Getting a job through your network is very good for the company. Companies want to make money. They don’t want to lose money. If they hire someone who is unverified, unvouched for, they’re taking an enormous financial risk. You could be a crackpot. However, if they hire someone that has been recommended by a trusted friend, chances are the person being hired has a respectable character.

If you were going to give your money to someone to keep for a week, who would you trust? A person you don’t know or a person who your best friend recommends? Companies think the same. That’s why networks are so important.

So, on to becoming a remarkable networker. How to be great!
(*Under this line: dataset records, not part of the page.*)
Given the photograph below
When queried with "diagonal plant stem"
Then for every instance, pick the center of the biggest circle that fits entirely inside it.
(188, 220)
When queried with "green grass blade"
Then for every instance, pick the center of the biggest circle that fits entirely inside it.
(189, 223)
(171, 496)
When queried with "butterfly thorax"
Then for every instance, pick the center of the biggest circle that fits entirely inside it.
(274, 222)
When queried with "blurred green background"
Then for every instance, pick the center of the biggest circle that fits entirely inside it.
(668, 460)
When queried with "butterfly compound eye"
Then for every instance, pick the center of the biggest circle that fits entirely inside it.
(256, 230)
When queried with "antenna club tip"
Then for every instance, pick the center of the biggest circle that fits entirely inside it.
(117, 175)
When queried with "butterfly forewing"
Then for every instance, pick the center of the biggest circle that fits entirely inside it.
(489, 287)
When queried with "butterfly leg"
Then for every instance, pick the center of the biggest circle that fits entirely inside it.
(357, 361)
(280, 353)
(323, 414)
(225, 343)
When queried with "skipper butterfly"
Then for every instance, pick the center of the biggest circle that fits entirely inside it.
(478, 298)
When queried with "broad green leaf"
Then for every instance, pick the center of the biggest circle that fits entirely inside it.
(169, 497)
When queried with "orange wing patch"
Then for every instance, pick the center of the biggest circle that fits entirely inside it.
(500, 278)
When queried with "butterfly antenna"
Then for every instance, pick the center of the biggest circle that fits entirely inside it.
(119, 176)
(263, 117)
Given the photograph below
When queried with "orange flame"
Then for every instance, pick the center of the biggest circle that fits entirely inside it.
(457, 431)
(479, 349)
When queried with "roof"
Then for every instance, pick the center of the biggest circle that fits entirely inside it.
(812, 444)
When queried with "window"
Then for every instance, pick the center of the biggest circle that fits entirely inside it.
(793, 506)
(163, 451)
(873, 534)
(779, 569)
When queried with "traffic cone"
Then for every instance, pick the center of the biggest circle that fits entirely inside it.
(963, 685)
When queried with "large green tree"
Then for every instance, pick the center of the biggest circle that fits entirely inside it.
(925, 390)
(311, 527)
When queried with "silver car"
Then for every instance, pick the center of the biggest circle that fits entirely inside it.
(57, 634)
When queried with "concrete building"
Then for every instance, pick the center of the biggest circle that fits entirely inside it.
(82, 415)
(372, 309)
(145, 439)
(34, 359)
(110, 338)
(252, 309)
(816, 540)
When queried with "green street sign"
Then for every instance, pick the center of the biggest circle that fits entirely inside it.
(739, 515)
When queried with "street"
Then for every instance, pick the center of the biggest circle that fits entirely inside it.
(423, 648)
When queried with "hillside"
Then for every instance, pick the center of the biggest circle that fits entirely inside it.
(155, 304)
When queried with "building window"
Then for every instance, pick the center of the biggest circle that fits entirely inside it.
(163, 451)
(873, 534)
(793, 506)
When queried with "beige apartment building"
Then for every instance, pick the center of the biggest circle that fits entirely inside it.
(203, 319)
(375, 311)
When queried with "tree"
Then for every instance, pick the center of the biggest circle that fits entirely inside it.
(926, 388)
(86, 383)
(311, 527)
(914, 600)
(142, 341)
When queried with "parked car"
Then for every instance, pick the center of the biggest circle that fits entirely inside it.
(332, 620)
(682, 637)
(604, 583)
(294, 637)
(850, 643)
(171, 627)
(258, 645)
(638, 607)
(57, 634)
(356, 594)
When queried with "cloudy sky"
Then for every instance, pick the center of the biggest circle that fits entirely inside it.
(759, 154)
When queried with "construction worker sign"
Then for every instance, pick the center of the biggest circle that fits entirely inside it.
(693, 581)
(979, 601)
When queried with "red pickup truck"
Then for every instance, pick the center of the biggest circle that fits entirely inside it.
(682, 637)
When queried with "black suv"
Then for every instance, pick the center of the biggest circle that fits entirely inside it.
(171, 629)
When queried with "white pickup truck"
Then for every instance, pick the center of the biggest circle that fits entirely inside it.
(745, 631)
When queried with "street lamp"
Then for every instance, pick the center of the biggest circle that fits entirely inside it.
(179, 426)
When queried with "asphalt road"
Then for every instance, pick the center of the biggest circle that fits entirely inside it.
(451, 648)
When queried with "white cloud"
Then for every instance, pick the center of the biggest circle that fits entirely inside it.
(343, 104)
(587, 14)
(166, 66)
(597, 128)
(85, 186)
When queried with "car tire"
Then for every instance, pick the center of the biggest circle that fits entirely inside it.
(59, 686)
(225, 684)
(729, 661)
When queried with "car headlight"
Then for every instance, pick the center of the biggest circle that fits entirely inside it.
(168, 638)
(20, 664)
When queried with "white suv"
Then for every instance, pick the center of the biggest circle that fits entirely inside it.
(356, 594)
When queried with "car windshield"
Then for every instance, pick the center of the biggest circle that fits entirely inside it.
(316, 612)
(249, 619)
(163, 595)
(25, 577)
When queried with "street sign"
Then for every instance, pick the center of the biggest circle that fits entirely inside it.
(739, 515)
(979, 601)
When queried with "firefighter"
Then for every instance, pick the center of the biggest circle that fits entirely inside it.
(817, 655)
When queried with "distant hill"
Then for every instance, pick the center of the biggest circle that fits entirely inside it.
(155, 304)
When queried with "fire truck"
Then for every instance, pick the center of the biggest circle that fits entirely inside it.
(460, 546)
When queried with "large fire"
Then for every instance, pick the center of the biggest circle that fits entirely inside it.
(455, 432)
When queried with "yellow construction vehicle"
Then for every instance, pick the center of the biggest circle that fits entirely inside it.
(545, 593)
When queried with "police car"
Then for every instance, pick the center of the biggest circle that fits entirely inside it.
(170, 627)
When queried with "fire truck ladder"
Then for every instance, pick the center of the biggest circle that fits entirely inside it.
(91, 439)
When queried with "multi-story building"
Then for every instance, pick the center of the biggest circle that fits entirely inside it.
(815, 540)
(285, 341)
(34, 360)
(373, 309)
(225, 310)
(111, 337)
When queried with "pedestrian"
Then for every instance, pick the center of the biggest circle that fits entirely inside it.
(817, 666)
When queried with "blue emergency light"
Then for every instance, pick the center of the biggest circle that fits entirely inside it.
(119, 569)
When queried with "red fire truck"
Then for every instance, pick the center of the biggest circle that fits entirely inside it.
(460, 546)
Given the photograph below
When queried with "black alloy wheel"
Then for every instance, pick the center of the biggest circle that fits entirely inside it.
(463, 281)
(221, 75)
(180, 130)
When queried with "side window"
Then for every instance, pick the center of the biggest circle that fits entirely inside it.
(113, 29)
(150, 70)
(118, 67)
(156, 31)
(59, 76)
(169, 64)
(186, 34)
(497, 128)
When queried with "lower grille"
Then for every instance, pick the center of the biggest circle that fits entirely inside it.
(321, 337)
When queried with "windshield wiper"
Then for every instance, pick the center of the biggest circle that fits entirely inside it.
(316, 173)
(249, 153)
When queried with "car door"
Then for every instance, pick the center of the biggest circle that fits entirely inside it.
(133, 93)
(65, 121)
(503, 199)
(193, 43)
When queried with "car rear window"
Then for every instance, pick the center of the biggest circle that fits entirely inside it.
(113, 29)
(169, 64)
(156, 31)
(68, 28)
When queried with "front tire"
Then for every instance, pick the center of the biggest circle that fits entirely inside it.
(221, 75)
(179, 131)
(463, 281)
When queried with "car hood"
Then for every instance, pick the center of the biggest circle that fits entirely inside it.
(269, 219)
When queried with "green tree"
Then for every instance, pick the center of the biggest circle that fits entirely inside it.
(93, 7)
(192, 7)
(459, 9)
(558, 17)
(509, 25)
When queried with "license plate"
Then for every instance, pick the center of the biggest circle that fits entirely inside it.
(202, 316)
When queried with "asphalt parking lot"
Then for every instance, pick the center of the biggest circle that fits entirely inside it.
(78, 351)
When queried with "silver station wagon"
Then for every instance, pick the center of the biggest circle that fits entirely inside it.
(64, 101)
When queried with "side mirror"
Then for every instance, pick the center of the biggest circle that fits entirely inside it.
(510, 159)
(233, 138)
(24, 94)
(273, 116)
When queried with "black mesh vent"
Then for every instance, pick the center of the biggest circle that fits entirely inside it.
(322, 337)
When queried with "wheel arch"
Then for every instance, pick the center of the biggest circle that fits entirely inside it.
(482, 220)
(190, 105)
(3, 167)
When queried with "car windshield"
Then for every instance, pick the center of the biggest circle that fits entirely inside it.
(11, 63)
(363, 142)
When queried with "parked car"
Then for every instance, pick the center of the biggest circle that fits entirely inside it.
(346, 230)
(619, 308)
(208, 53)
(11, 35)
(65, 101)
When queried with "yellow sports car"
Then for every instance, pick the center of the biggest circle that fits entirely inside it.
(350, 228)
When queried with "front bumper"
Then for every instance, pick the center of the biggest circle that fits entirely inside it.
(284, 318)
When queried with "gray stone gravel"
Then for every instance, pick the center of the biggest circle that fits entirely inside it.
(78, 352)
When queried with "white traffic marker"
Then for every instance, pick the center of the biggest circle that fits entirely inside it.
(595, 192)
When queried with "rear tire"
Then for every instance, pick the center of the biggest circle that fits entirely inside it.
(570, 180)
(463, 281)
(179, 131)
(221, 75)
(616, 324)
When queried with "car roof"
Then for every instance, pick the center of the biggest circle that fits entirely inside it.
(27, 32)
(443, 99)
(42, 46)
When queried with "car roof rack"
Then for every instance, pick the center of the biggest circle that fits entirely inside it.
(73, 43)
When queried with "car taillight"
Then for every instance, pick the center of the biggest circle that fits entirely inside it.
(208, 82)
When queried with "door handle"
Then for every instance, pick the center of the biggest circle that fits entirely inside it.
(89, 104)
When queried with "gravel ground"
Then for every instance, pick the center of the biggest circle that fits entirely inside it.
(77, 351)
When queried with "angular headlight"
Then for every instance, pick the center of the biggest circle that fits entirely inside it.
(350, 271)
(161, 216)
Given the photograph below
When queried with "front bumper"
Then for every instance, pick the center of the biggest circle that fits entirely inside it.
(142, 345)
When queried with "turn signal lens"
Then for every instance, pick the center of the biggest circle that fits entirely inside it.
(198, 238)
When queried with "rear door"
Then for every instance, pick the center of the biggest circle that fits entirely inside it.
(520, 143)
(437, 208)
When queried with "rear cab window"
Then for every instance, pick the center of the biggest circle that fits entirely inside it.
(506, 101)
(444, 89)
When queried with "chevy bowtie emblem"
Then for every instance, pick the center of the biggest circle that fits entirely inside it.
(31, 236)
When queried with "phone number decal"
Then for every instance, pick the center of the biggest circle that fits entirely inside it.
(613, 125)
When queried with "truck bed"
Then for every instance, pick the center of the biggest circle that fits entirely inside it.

  1. Be giving. Don’t be an information mooch. Just because you meet a powerful person, don’t start sucking up. “Remember: Ask not what your network can do for you, but what you can do for your network”. Try to be helpful. Give information before trying to receive.
  2. Have something interesting to say. Read the news. Be ready to comment. Don’t be fighty or really heavily opinionated.
  3. Practice your stories. Have a good story to tell. I cannot underestimate the power of story. This goes too for when you are introducing yourself. “I’m Michael Jay, I’m give people career advice on the radio is more interesting than, I’m Michael Jay, I’m a job coach.” They don’t have to be super stories…just interesting. It takes practice…so be patient.
  4. Career guru Tim Tyrell-Smith advices us to Be consistent: If you are expanding your network or working within an already established network, keep attending. Don’t go once a month and expect to be remembered. Go, go, go again. If you’re dealing with family, write letters. Keep in touch. Don’t drop it after you get what you need either. People will see you as a flake. One time help followed by disappearance is an ugliness that will NOT be forgiven.
  5. Tyrell-Smith also says Be relevant: Know what’s happening now. What’s hip, what’s cool? Do you know much about new technologies? I really recommend getting to know all you can about the new smart phones. HTC, iPhone, Galaxy….these technologies and all they offer are going to be SO HUGE in the coming years. They’re cool and fun. They are great things to talk about. Also, fashion…and of course…movies. (Oh yeah, and business!!!!! Remember you are always doing your research and homework. If you’re at a job fair…know about every company your interested in.
  6. Be social media savvy…this goes without saying. Should be part of your daily network. We’ll talk about this more in a coming show. Facebook etiquette, Twitter etiquette, etc. How to network on these places.
  7. Be here and now! Don’t phase out, don’t diddle your phone. Be with the conversation, with the event. Don't be thinking about TV at home, your girlfriend, your other stuff.
  8. Be grateful for anything you are given during the event. Koreans are definitely good at this. Keep it up!
  9. Tyrell Smith also recommends honesty….don’t simply smooze, tell people what they want to hear. Be genuine. I know it’s tempting to say what you think will work when you really want what someone has. But…a) people can usually smell lying eyes, and b) the result might hurt you in the long run. You might end up hating what you get.
  10. Be committed to the process. Even tho it’s scary…keep going. You may suck networking at first, but keep going. A growing network is a powerful thing!
  11. Finally, be respectful to everyone! You know never know who you are talking to. Or who’ll be a part of your future. That person you think is a fool at first sight, might just be Bill Gates. ….I would have beat Bill Gates up in high school. ….who’s the fool?

That’s all from me. Best to you all!